Il reste qu’elle reconnaît être traversée par les doutes et les peurs. Il s’agit de les accueillir, conseil qu’elle se prodigue, à elle et aux autres à qui elle enseigne lors d’ateliers, très demandés depuis la pandémie. Elle partage en particulier avec son collectif Les Assises, un groupe de femmes artistes qui se retrouve autour de la méditation depuis huit ans, « un espace de sororité incroyable ».

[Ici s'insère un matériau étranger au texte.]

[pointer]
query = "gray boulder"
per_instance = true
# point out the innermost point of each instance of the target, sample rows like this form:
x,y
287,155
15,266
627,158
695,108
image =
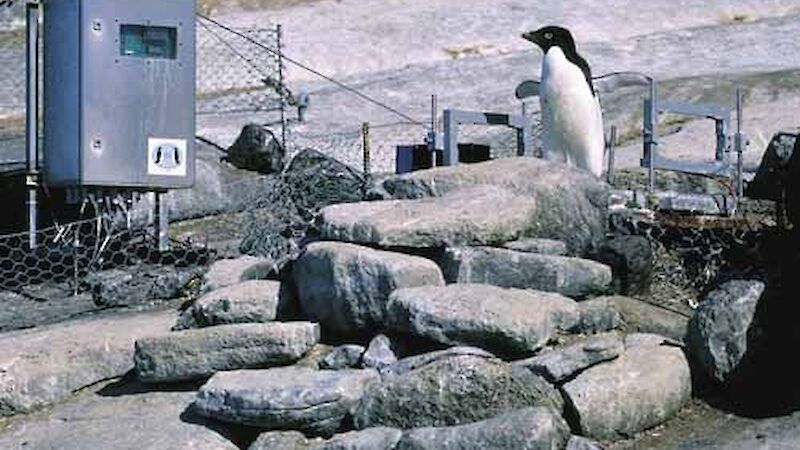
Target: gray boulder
x,y
345,287
379,438
559,364
568,204
541,246
196,354
502,321
599,315
257,149
247,302
410,363
147,420
631,260
289,398
379,353
482,215
573,277
640,317
452,391
642,388
140,285
343,357
525,429
227,272
283,440
722,328
581,443
45,365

Ensemble, elles ont lu Buddha Mind in Contemporary Art (University of California, 2004) et elles ont le projet d’exposer sous le nom Les Assises debout. « Qu’est-ce qui se passe quand on quitte le coussin [de méditation], est-ce qu’il y a des traces de ça [dans les œuvres] ? » s’interroge l’artiste qui, alors que l’année s’achève non sans remous, entrevoit avec sérénité différents plans pour 2022. C’est peut-être parce qu’avant tout, Sylvie Cotton, lumineuse, habite le présent.

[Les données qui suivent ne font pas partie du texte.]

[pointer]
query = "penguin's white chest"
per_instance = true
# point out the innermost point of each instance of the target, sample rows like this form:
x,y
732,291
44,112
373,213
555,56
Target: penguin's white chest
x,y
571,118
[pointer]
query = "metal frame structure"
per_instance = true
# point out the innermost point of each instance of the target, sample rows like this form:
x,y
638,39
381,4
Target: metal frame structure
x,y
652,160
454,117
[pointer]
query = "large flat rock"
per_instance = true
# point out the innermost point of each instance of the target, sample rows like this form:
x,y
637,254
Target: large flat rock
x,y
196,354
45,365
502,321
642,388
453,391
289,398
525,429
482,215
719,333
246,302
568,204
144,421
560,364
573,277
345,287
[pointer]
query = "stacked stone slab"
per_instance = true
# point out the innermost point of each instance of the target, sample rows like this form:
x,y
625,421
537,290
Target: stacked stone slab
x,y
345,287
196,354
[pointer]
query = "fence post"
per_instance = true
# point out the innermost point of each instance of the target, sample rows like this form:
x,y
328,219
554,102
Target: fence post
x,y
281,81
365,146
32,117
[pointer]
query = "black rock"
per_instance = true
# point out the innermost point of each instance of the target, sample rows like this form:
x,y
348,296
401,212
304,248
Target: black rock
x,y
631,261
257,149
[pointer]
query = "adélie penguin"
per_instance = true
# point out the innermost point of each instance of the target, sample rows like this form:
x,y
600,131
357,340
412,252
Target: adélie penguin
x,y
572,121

Trois publications avec Sylvie Cotton

En adepte des schémas conceptuels, des anagrammes et des aphorismes, l’artiste a contribué à la revue HB, qui a lancé cet automne son plus récent numéro, « Écritures ». Artprim, articule, AXENÉO7, Centre Clark, Galerie Joyce Yahouda et Galerie Saw sont les initiateurs de cette exceptionnelle tribune qui, depuis 2013, est réservée aux pratiques actuelles du dessin. Partant du principe que « travailler avec les mots, c’est déjà dessiner », le numéro rassemble aussi les créations, entre autres, d’Isabelle
Guimond, des Sabines et de
Walter Scott.

« L’écriture, c’est toujours là, toujours au bout de ma main », affirme Cotton pour qui le dessin n’est aussi jamais loin. « Je dis souvent que c’est ma pratique secrète. J’en ai plein. » Certains voient le jour pour illustrer Le nid-cage (Les Heures bleues), un récit intimiste écrit par son amie Chantal Bertrand. Le trait frêle de l’artiste incarne les tiraillements amoureux de la protagoniste révélés dans un texte aéré, un brin candide.

Le contraire de Disparaître (du Noroît), où la prose, dense et grave, de Denise Desautels s’imprègne librement de 11 oeuvres de l’artiste, dont les reproductions ponctuent l’ouvrage, rythment les parties. Dans « Confettis », la poète dit avec l’artiste « On est tous des autres / on naît tous des autres ». L’ouvrage est d’ailleurs issu d’un dialogue sur plusieurs années. « J’aime ça, les longs projets, les immersions, les infusions », conclut celle qui en ressort honorée.